Friday, 1 November 2013

The Undying fascination of Anne Boleyn by Mary Hoffman

If you put "Anne Boleyn" into a search engine, you get over two million results. Do the same on Amazon and you get over six hundred book titles. She plays a starring role in the two Man Booker Prize-winning novels of Hilary Mantel, which are being dramatised both by the RSC (where she is being played by Lydia Leonard) and on television (as yet casting not announced).

Welsh National Opera currently runs a Tudors season containing Donizetti's Anna Bolena. On Facebook there are pages called On the Tudor Trail and The Tudor Library, the latter listing over fifty current fiction and non-fiction titles about Henry Vlll's second wife, who died 477 years ago. Claire Ridgway runs a site called The Anne Boleyn Files which minutely examines every detail of Anne's brief and eventful life.

It is as if we still can't quite believe in that sequence of events from January to May 1536 that changed the world's view of Henry from handsome, golden, chivalric prince to bloated, bloodthirsty tyrant. As Hilary Mantel says, "we argue over her, we pity and admire and revile her, we reinvent her in every generation" (Guardian 11.5.2012)

(And I have just reinvented and killed her again in my latest novel).

Shown on BBC2 this May, The Last days of Anne Boleyn, presented by Dan Jones, pitted historians David Starkey and Susannah Lipscomb against novelists Hilary Mantel and Philippa Gregory. Anne was guilty as charged, she was totally innocent, she slept with her brother (Gregory), she swore before God on what she believed to be her last morning that she had done none of the things she was charged with (Mantel).

With such a wash of interest in the woman who was Queen for only three years, you would think it impossible for anyone to come up with a new angle but Sarah Morris and Natalie Grueninger have achieved it in their book In the Footsteps of Anne Boleyn. These are the writers who run the On the Tudor Trail page on Facebook, the latter also having a site with the same name and the former one for her own fiction and non-fiction writing on "England's most iconic Queen Consort."

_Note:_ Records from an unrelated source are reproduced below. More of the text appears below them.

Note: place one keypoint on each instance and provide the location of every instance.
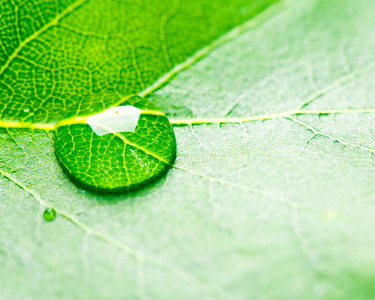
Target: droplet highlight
(118, 149)
(49, 214)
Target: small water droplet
(118, 149)
(49, 214)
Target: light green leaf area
(271, 195)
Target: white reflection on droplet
(115, 119)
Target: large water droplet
(118, 149)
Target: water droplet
(49, 214)
(118, 149)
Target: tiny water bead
(49, 214)
(118, 149)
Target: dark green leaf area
(120, 149)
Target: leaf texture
(271, 195)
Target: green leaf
(271, 195)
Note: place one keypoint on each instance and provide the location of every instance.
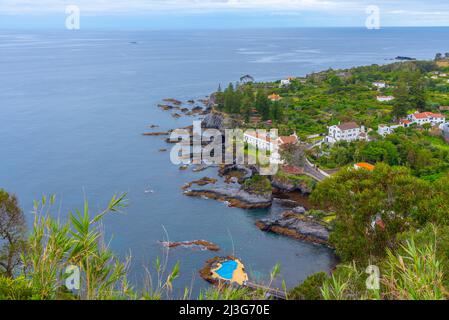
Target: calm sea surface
(73, 106)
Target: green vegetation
(309, 105)
(299, 181)
(427, 156)
(257, 184)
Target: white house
(427, 117)
(385, 129)
(384, 98)
(265, 142)
(379, 84)
(285, 83)
(446, 132)
(349, 131)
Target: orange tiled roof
(425, 115)
(365, 165)
(288, 139)
(274, 97)
(259, 136)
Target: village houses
(349, 131)
(427, 117)
(384, 98)
(419, 118)
(446, 132)
(266, 142)
(380, 85)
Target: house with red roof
(421, 118)
(348, 131)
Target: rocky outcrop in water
(233, 196)
(162, 133)
(213, 120)
(296, 226)
(202, 245)
(201, 182)
(287, 185)
(228, 169)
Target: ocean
(73, 105)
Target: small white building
(349, 131)
(385, 129)
(421, 118)
(384, 98)
(266, 142)
(261, 141)
(446, 132)
(380, 84)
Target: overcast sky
(125, 14)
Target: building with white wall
(421, 118)
(349, 131)
(384, 98)
(380, 84)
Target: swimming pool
(227, 269)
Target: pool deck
(238, 276)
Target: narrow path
(314, 172)
(274, 293)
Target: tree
(228, 98)
(360, 199)
(263, 105)
(12, 233)
(417, 91)
(335, 83)
(401, 101)
(246, 79)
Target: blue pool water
(73, 106)
(227, 269)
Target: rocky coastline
(292, 221)
(234, 197)
(297, 225)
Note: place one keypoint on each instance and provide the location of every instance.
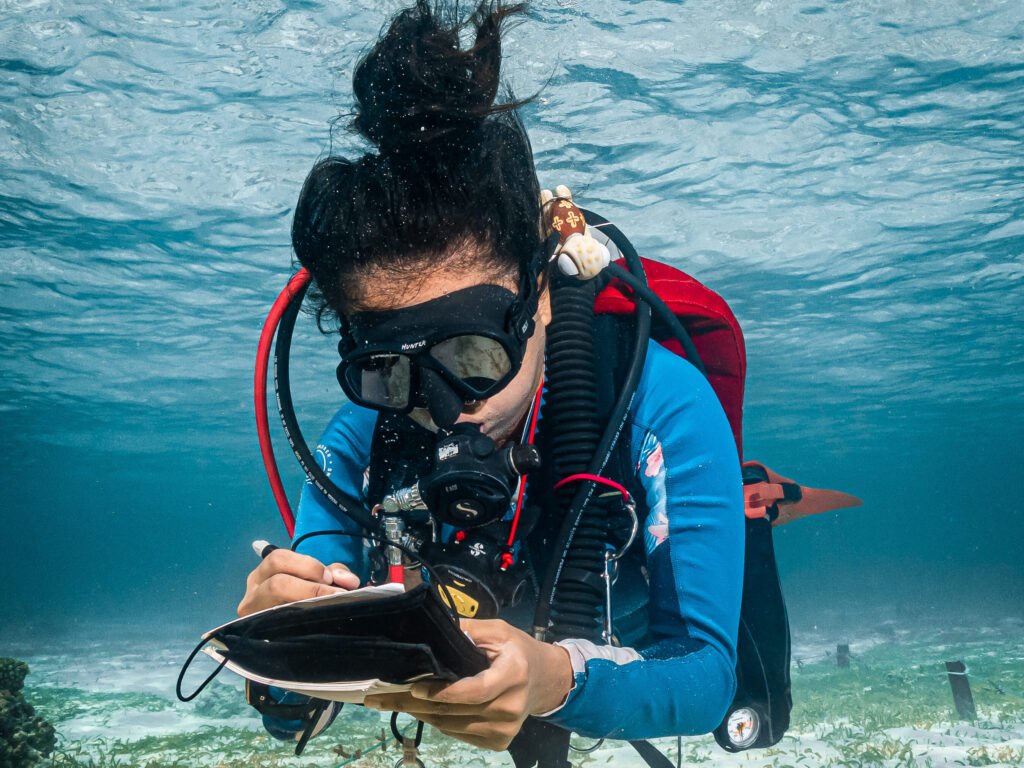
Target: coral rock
(25, 738)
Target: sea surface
(848, 175)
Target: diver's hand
(525, 677)
(284, 577)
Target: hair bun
(418, 83)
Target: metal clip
(410, 758)
(610, 566)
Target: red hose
(296, 284)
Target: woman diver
(430, 254)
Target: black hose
(664, 312)
(571, 596)
(351, 508)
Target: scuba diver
(570, 476)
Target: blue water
(849, 175)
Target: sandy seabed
(113, 705)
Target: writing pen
(262, 549)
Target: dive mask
(460, 347)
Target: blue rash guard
(679, 678)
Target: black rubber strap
(651, 755)
(540, 743)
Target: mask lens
(476, 360)
(382, 380)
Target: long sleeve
(683, 680)
(343, 454)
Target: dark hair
(453, 172)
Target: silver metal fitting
(403, 500)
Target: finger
(343, 577)
(292, 563)
(282, 588)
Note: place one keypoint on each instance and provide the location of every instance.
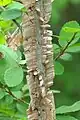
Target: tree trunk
(39, 55)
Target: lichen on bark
(39, 56)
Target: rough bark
(39, 55)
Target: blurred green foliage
(14, 93)
(69, 82)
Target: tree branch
(64, 49)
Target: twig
(10, 93)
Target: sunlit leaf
(67, 109)
(2, 93)
(65, 37)
(65, 117)
(15, 5)
(2, 38)
(5, 2)
(66, 57)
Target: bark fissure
(39, 55)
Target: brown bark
(39, 55)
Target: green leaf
(66, 57)
(13, 76)
(59, 69)
(17, 94)
(2, 93)
(22, 62)
(67, 109)
(5, 24)
(65, 37)
(63, 117)
(2, 38)
(21, 107)
(8, 99)
(74, 48)
(55, 91)
(10, 14)
(15, 5)
(9, 52)
(18, 87)
(72, 30)
(9, 60)
(5, 2)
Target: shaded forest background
(69, 82)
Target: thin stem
(63, 50)
(10, 93)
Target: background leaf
(62, 117)
(59, 68)
(66, 109)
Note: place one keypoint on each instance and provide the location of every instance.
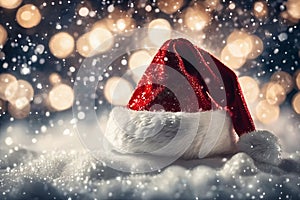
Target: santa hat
(187, 89)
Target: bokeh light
(293, 8)
(83, 11)
(3, 36)
(260, 9)
(19, 93)
(118, 91)
(250, 88)
(267, 113)
(55, 79)
(275, 93)
(10, 4)
(169, 6)
(297, 79)
(5, 81)
(296, 103)
(28, 16)
(18, 112)
(61, 97)
(61, 44)
(257, 47)
(2, 106)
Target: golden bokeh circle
(260, 9)
(296, 103)
(61, 44)
(10, 4)
(61, 97)
(18, 113)
(5, 81)
(19, 93)
(3, 36)
(297, 79)
(257, 47)
(54, 79)
(28, 16)
(169, 6)
(267, 113)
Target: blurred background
(44, 43)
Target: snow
(75, 174)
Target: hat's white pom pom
(262, 146)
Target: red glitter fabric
(214, 86)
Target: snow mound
(76, 175)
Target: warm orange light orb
(10, 4)
(267, 113)
(250, 88)
(17, 112)
(240, 48)
(54, 79)
(19, 94)
(293, 8)
(159, 30)
(257, 47)
(28, 16)
(169, 6)
(3, 36)
(297, 79)
(260, 9)
(61, 44)
(2, 106)
(296, 103)
(61, 97)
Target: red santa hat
(186, 83)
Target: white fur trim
(162, 133)
(262, 146)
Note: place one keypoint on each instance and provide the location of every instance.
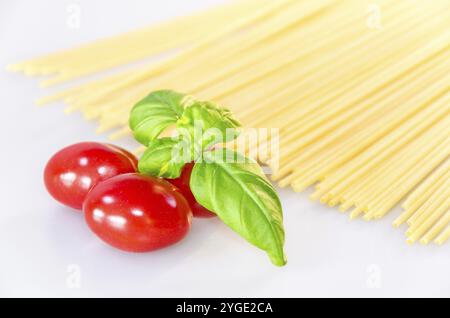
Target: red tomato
(182, 183)
(137, 213)
(73, 171)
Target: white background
(43, 244)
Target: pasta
(363, 109)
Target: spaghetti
(363, 110)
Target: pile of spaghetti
(360, 92)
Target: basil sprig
(223, 181)
(155, 113)
(242, 197)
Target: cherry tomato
(137, 213)
(182, 183)
(73, 171)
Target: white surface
(40, 240)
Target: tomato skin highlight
(74, 170)
(137, 213)
(182, 183)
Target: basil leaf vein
(244, 200)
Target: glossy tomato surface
(73, 171)
(182, 183)
(137, 213)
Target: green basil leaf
(165, 157)
(208, 124)
(242, 197)
(156, 112)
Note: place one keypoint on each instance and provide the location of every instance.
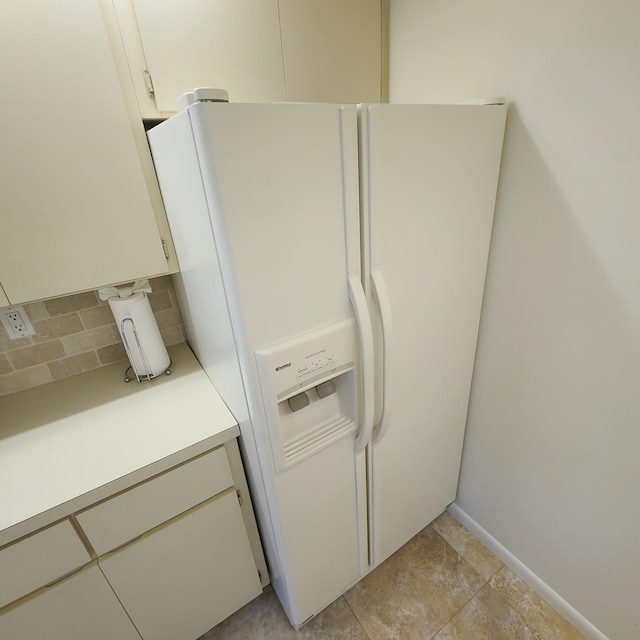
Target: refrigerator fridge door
(431, 172)
(273, 188)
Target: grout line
(355, 615)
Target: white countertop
(69, 443)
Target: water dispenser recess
(308, 391)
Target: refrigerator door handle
(359, 304)
(381, 296)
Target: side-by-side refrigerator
(332, 265)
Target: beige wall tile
(160, 301)
(73, 364)
(98, 317)
(75, 333)
(24, 379)
(57, 327)
(163, 283)
(172, 335)
(36, 311)
(168, 318)
(88, 340)
(5, 365)
(68, 304)
(7, 344)
(36, 354)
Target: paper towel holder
(148, 373)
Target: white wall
(551, 465)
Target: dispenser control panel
(308, 360)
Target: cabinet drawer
(79, 608)
(38, 560)
(114, 522)
(183, 578)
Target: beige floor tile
(478, 556)
(547, 622)
(264, 619)
(487, 617)
(415, 592)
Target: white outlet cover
(16, 322)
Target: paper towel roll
(140, 334)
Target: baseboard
(539, 586)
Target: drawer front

Divided into sections Early Life; The Courting Years; Anne the Queen; The 1535 Progress; Boleyn Treasures, the book is meticulously researched and well illustrated, with a Boleyn Family Tree and six maps.

After Hans Holbein

The Tower of London features in Anne the Queen because the Queen's Lodgings in the Royal Palace (no longer extant) were completely re-decorated for Anne's Coronation. But in that same section, the writers dispel several myths about her execution, which didn't take place where the memorial now stands on Tower Green.

The White Tower at the Tower of London.
Anne Boleyn was almost certainly born at Blickling Hall in Norfolk, but that house has been altered several times in the intervening centuries.

You can more easily imagine yourself in Anne's shoes at Hever Castle.

Hever Castle, the Boleyns' family seat

Anne went to Belgium when she was about twelve, to serve in the court of Margaret of Austria and was later in France, where as a teenager she learned to dance, to play musical instruments and generally behave like a Court lady. something that served her both well and badly later on in life.

The authors have tracked down all sorts of places associated with Anne Boleyn and visited most of them themselves, even though Grueninger lives in Australia. From Windsor to the Field of Cloth of Gold, Eltham Palace to Notre Dame, they have left no stone unturned in the search for locations where Anne is known or believed to have spent time. It is as thorough as it it is fascinating.

(I recommend reading this book alongside the late Eric Ives' excellent biography, The Life and Death of Anne Boleyn.)


sensibilia said...

I was sort of expecting you to link the post to a novel you are working on/just about to publish!

The trouble with meticulous history works is that they leave out all the emotion - emotion not being documented of course. We rely on novelists to do the internal feelings. I thought that Hilary Mantel did not get under the skin of Anne. Although she did of her protagonist.

It's much like the case of Richard III. A very short reign and few documented facts so novelists enter the fray to try to give us more in-depth insights . Are you working on something?

Petrea Burchard said...

Henry's vicious treatment of her is part of why the story is fascinating to me. What happened? What did she do, if anything, or did he just need to make room for a different wife? Because we will never know, we will always be interested.

Mary Hoffman said...

Sensibilia, i have just completed a novel called The Ravenmaster's Boy, which is with my agent, who loves it. It is set January-May in the Tower of London so of course has to confront these events and characters.

Petrea,my own view is that the knowledge she laughed about about him with her courtiers - on everything from his poetry to his sexual prowess was what sealed her fate. (Though she would probably have survived longer had she borne him a crop of healthy princes).

I am also convinced by the most recent medical theories about Henry's own condition.